The United States Environmental Protection Agency (EPA), in a continued effort to educate businesses and food entrepreneurs on proper food disposal, have established a food recovery hierarchy. The agency explains that although normal food disposal routines may reduce leftover waste, plenty of inedible components remain that cannot be reduced without proper composting.
When correctly composted, key nutrients are recycled into soil, allowing our environment to replenish the air, regrow food, and keep harmful toxins away from potable water.
Why Composting Is Important
To reduce landfill usage, composting has been encouraged for decades as a means for farmers to manufacture mature humus, a vital component of crop regrowth. Combining solid and organic wastes, yard trimmings, and other biodegradable wastes with wood and other materials into a curable mixture creates compost. Treating compost at high temperatures matures it.
The remarkable benefits of composting are immediately realized through a reduction of odors in the community and an increase in soil regeneration, among many other benefits. Proper composting has been linked to reforestation, wetland restoration, and higher crop yields when used in commercial agriculture. For the layperson, composted products can be considered gifts to Mother Nature.
Examples of Large-Scale Composting
San Diego’s Petco Park implemented composting measures in 2005 that have contributed to reduced trash removal costs. In 2011 alone, the Padres’ home stadium delivered over 160 tons of compost to landfills, which equaled $75,000 in business savings.

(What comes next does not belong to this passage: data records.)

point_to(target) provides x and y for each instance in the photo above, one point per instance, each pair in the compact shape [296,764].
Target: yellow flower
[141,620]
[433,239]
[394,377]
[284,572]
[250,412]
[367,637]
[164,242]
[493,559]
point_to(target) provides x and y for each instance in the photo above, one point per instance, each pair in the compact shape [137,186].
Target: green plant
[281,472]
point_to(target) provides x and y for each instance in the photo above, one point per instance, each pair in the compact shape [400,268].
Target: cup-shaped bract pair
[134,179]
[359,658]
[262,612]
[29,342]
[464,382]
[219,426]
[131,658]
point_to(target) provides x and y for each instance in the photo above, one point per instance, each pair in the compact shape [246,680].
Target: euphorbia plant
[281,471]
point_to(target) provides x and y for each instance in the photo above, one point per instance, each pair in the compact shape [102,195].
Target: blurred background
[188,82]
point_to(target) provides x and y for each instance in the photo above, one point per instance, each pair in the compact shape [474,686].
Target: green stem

The University of Minnesota uses a waste minimization initiative in its dining services; outsources its fryer oil recycling to an ecologically safe company; uses 75 percent compostable products, including napkins and to-go containers; and partners with the Food Recovery Network to donate its unused foodstuffs for the benefit of those in need.

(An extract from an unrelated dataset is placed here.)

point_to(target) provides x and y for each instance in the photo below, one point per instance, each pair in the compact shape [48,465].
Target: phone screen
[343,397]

More school cafeterias and businesses are expected to join the composting revolution over time, although more education is needed to help them determine whether on-site or outside composting would better suit their needs.
Composting Will Reduce Food Waste
Americans toss roughly $600 in perfectly compostable food annually, which equates to 14 percent of each household’s food bill. Globally, it’s estimated that humans toss enough food to feed everyone in Africa every day for five years. Most food that is disposed of ends up in septic tanks, landfills, or in garbage processing centers instead of being reduced to soil. This needs to change.
Personal composting bins are available for those wanting to enrich their soil, whereas others prefer to simply buy or commission compostable bins with tightly sealed lids for collection and composting off-site. Regardless of the route, food waste could be put to more productive use if composted instead of senselessly discarded in garbage collection bins.
Perhaps there is an opportunity here for retailers to not only begin composting themselves but also educate their shoppers on the benefits of composting at home. Given consumer focus on sustainability and green efforts by the brands they support, your efforts won’t go unnoticed or unappreciated.
Waste reduction through proper composting can do great things for local communities, global economies, and farmers. If you’re unfamiliar with how composting works from start to finish or are interested in learning more about its benefits, the EPA, and many state environmental agencies have plenty of literature available.
It’s time to take action and preserve the soil that feeds us. Help us Stop Waste Together.